According to the News “Wagoner said the labor deal struck last fall with the UAW will save the automaker up to $5 billion a year once it fully kicks in around 2010. The deal allows GM to clear out senior workers and replace them with lower-paid new hires. It also shifts $47 billion in retiree costs to the union at a discounted rate in the form of a company-financed, union-run trust.”

Last Thursday was the last day of work for 1,146 workers at Chrysler’s Sterling Heights, Michigan assembly plant, when the company eliminated its second shift. The factory was one of those at which the UAW claimed it had won “job guarantees.” Shifts have already been eliminated at Chrysler Jefferson North Assembly Plant in Detroit and its Belvidere (Ill.) Assembly Plant. Shifts in Toledo, Ohio and Brampton, Ontario, are also scheduled for termination.

The Detroit Free Press also reported that auto companies are raiding workers’ pension funds in order to finance the buyout of thousands of higher-paid senior workers. The newspaper reported this was the first time GM and Chrysler had used pension money to finance retirement incentives and cited a Chrysler spokesperson who noted, “The UAW and company worked closely together on the issue.”

The American Axle strike has become a focus of opposition among auto workers to the betrayals of the UAW. Although more than 37,000 GM workers and thousands of parts supply workers have been laid off due to the shortage of axles from the strikebound company, auto workers have expressed their solidarity with the strikers and their willingness to wage a common struggle in defense of jobs and living standards.

At a rally Monday at the UAW Local 235 hall in Detroit, where more than half of the strikers are employed, supporters from the World Socialist Web Site passed out the statement, “Mobilize auto workers behind the American Axle strike,” which calls on workers to take the conduct of the strike and negotiations out of the hands of the UAW, extend the strike throughout the industry and fight for an international socialist strategy to defend jobs and wages.

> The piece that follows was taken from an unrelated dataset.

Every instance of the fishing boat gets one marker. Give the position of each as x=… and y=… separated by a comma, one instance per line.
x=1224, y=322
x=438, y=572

Michael Terrell, a laid off designer from Chrysler said, “We support calling out all the auto workers. The American Axle workers are being asked to take wage cuts while millions and millions of dollars are going to corporate executives.”

Michael was one of a group of designers, members of UAW Local 412, who were among the 119 who lost their jobs last February as part of the company’s plans to eliminate between 8,500 and 10,000 UAW jobs. The UAW told workers that the new labor agreement would end the company’s use of lower-paid contract workers and ensure their jobs. Instead the company threw the unionized designers out of their jobs—with some being escorted out of the Auburn Hills, Michigan headquarters with less than an hour’s notice—while 250 contract workers remain.

“I started noticing executive pay when Kmart was going bankrupt and the CEO got millions before leaving,” Michael continued. “Then there was the head of the New York Stock Exchange Grasso, who got a $187 million pay package.”

Referring to Chrysler’s Wall Street owners Cerberus, he said, “Their commitment is only a financial one, not making cars.” Michael noted that UAW President Gettelfinger first opposed their takeover, saying the company was ‘a strip and flip’ outfit, but later changed his tune.

A Chrysler transport worker said, “They threatened to eliminate our whole unit if we didn’t accept the concessions. We should all be behind the American Axle workers but the union is doing nothing.

“I call the union officials ‘career opportunists.’ They’re living inside a walled city and we’re on the outside, like peasants. How many people have been laid off from [UAW headquarters] Solidarity House?” he asked. Referring to the multi-billion dollar retiree health care trust fund the UAW was given in exchange for massive concessions in the last contract, he said, “That’s the job security for the UAW.”

A GM worker from the Lake Orion assembly plant said, “The UAW said we got job security too. At my plant they have not scheduled any new models. Management is saying, ‘Let’s talk about concessions before we talk about another product for the plant.’” Commenting on the fact that much of the union-controlled retiree health care trust was paid in GM and Ford stock, he said, “The union is becoming a big shareholder in the auto companies. How are they going to strike against themselves?”